PSI headquarters is located in Portland, Oregon, and has members all over the world, including volunteer coordinators in every one of the United States and in more than 36 other countries. PSI disseminates information and resources through its volunteer coordinators, website and annual conference. Its goal is to provide current information, resources, education, and to advocate for further research and legislation to support perinatal mental health.
What does PSI do?
Dedicated PSI members, leaders, and friends work tirelessly across all levels to meet goals of the shared PSI mission of support, education, advocacy, and research for people living with mental illness through various activities, including:
Postpartum Support International (PSI) was founded on June 28, 1987 by Jane Honikman in Santa Barbara, California at the first annual conference on “Women’s Mental Health Following Childbirth.”
PSI was established by the participants of this meeting, including representatives from the Pacific Post Partum Support Society in Vancouver, Canada, Postpartum Education for Parents in Santa Barbara, California, the Post and Ante Natal Depression Association in Melbourne, Australia, and Depression After Delivery in New Jersey.
The mission of promoting awareness, prevention, and treatment of mental health issues related to childbearing was created by this global network of individuals and organizations. Since its founding, PSI’s vision has been to establish a postpartum parent support network in every community worldwide.

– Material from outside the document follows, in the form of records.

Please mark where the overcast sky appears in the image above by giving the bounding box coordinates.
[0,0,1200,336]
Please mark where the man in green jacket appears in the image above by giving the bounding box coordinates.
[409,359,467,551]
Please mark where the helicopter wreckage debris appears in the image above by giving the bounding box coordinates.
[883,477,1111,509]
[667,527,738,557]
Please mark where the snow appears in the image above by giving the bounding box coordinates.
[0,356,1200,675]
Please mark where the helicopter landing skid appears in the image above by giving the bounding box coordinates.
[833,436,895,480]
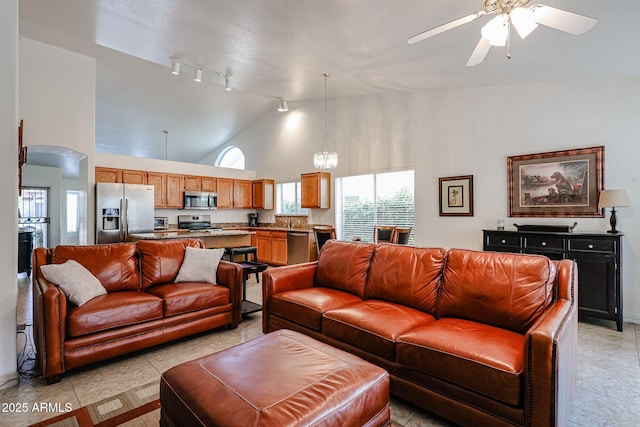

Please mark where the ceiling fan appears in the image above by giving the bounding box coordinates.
[407,0,598,67]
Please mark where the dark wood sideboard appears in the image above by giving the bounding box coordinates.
[483,230,622,331]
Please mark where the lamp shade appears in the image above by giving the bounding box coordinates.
[598,190,629,208]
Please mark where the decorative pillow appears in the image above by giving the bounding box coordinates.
[176,246,224,283]
[40,259,107,306]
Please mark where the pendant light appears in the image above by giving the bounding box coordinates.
[313,73,338,169]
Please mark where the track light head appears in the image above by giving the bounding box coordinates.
[278,98,289,112]
[171,59,180,76]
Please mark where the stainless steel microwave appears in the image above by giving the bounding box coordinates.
[182,191,218,209]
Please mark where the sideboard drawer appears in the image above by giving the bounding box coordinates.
[487,233,520,252]
[524,236,564,250]
[569,239,616,252]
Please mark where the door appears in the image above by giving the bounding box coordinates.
[18,187,50,248]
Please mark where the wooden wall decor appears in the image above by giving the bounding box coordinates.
[18,120,27,196]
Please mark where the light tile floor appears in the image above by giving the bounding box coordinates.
[5,274,640,427]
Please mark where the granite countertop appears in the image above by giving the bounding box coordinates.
[130,229,253,240]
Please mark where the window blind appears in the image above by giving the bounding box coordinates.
[336,170,415,244]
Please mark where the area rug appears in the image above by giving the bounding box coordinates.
[31,380,160,427]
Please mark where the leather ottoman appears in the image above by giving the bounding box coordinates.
[160,330,390,427]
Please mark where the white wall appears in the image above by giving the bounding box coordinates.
[229,79,640,323]
[19,38,96,243]
[0,0,19,389]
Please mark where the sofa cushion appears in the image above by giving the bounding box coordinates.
[51,243,140,292]
[40,259,107,305]
[396,319,525,405]
[67,291,162,337]
[137,239,204,289]
[316,240,376,298]
[270,290,362,331]
[322,300,435,361]
[437,249,556,334]
[365,245,447,315]
[176,246,224,283]
[146,282,231,317]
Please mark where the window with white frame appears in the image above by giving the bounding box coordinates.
[336,170,415,244]
[215,146,244,169]
[276,181,309,215]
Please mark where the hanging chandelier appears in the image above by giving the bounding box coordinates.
[313,73,338,169]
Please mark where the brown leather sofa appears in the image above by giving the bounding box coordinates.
[33,239,242,384]
[263,240,577,426]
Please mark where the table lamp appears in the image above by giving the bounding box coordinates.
[598,190,629,234]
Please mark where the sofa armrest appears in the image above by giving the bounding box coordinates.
[216,260,242,328]
[262,261,318,334]
[525,260,578,426]
[32,248,67,383]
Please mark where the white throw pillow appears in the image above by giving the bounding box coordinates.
[40,259,107,306]
[176,246,224,283]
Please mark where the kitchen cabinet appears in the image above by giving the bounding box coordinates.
[95,167,122,184]
[300,172,331,209]
[256,230,287,265]
[166,174,184,208]
[233,179,253,209]
[216,178,233,209]
[122,169,147,185]
[483,230,623,331]
[147,172,167,208]
[253,179,275,209]
[200,176,218,193]
[184,175,202,191]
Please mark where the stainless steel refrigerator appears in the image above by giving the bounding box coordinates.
[96,182,154,243]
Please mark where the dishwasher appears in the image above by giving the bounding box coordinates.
[287,231,309,265]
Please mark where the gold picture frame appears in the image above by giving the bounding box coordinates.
[439,175,473,216]
[507,146,604,217]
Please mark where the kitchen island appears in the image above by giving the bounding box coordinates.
[130,230,255,249]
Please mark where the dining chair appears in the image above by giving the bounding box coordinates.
[313,225,336,253]
[373,225,396,243]
[393,227,411,245]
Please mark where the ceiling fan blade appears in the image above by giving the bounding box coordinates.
[467,37,491,67]
[407,10,486,44]
[529,4,598,36]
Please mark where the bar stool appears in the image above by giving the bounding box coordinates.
[224,246,260,283]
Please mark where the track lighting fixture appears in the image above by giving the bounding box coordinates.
[278,98,289,111]
[169,56,231,90]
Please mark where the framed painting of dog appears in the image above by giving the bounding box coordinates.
[507,146,604,217]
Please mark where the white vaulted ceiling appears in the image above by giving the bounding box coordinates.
[20,0,640,162]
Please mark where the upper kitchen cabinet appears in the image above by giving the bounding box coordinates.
[166,174,184,208]
[184,175,202,191]
[96,167,122,183]
[147,172,167,208]
[216,178,233,208]
[200,176,218,193]
[122,169,147,185]
[253,179,275,209]
[300,172,331,209]
[233,179,253,209]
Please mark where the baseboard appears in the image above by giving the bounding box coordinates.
[0,371,19,390]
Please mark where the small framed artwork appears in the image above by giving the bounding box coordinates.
[439,175,473,216]
[507,146,604,217]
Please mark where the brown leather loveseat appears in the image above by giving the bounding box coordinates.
[33,239,242,384]
[263,240,577,426]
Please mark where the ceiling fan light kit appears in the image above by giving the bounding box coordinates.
[407,0,598,67]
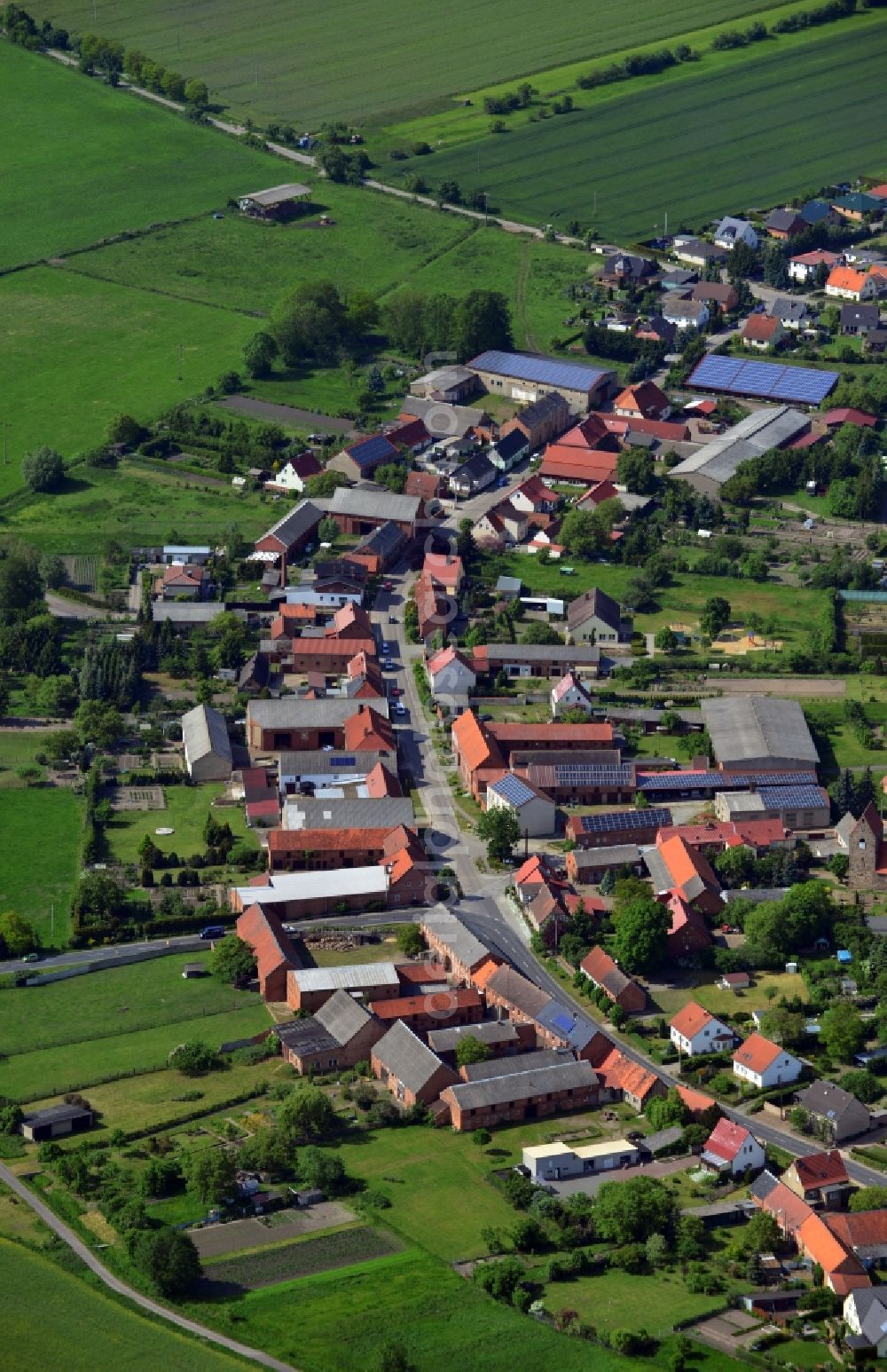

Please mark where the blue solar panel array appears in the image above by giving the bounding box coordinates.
[490,772,536,806]
[349,434,397,467]
[467,349,603,391]
[688,352,837,405]
[758,786,824,809]
[638,771,816,792]
[573,807,671,834]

The first Bylaws and Articles of Incorporation established the organization as a legal nonprofit in 1989. The concept of local state, province, and country coordinators was designed as a support and referral network to link a caller to the PSI Office back into that individual’s own community. Since then, thousands of requests for support and information have been fielded by the home office of PSI, our 1-800-944-4PPD warmline, and through the website.
The PSI website www.postpartum.net was established during the 1990s with help from Indiana University in Pennsylvania. Hundreds of thousands of people looking for information, referral and support have since visited the site, which was the first website to focus specifically on postpartum mental health.

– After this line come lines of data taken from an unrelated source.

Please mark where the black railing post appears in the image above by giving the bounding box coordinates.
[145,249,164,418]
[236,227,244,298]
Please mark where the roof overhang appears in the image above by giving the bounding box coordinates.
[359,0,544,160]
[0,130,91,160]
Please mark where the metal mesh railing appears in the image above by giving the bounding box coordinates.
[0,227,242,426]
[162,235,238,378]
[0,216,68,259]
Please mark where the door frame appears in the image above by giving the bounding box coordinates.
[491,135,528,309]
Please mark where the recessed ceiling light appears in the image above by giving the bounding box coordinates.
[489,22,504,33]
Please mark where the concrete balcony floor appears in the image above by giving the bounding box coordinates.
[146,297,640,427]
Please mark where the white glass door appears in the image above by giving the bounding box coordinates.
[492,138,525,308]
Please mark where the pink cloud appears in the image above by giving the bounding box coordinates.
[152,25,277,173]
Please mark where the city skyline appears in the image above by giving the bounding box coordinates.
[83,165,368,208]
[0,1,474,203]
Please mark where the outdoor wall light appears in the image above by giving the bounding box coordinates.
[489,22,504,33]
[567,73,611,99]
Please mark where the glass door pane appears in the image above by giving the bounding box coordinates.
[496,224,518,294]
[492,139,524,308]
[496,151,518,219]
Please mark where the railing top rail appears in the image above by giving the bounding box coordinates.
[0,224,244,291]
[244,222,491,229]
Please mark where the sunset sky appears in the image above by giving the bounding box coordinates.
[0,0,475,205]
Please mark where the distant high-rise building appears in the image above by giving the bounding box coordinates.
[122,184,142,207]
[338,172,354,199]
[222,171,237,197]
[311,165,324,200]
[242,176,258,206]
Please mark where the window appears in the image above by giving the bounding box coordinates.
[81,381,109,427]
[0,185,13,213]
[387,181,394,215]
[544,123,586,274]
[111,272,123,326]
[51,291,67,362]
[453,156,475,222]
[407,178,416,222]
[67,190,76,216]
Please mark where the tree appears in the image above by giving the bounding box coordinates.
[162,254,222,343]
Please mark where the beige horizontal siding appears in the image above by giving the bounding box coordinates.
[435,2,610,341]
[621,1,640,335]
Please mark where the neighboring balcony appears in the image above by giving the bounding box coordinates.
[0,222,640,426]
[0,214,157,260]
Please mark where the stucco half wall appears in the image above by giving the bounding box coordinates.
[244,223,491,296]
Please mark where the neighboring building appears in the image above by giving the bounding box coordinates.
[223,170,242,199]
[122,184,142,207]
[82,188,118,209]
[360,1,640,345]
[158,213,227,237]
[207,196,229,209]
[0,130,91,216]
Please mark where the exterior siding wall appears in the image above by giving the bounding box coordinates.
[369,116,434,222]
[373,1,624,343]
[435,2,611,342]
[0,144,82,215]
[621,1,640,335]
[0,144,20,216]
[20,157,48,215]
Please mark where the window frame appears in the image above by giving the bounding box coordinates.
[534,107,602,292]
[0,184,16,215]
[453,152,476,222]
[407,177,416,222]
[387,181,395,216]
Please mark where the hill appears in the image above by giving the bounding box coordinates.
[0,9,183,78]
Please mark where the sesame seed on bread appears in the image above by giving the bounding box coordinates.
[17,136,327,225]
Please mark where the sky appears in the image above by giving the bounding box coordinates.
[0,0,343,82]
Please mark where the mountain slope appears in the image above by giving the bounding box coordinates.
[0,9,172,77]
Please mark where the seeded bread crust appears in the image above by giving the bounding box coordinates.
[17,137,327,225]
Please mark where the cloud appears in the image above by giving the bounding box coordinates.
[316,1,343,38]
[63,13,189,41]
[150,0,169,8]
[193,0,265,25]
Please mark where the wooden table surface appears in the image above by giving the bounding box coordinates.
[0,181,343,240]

Since 1987 Postpartum Support International has sponsored an annual conference that unites professionals and social support network leaders who review research progress in the field of maternal mental health. At the 1996 conference the PSI Board of Directors established the Jane Honikman Award to recognize outstanding contributions to the goal of increasing awareness of emotional health related to childbearing. Recipients are announced at the annual conference. PSI also created the Susan Hickman Memorial Research Award to encourage research in perinatal mood disorders by graduate students. The $500 grant recipient is introduced at the annual PSI conference and that student’s completed research is displayed at conference the following year.
Since 2003, a two-day training conference entitled “Perinatal Mood Disorders: Components of Care” has been offered prior to the annual PSI conference. The training program is now available for presentation across the country.
A tradition to honor the women who died because of postpartum mood disorders began in 2000. In 2005 a grant from the Jennifer Mudd Houghtaling Foundation turned an original embroidery called “PSI Remembers” into a Memory Quilt and Book. The quilt of names now travels to locations for display to promote the PSI Mission.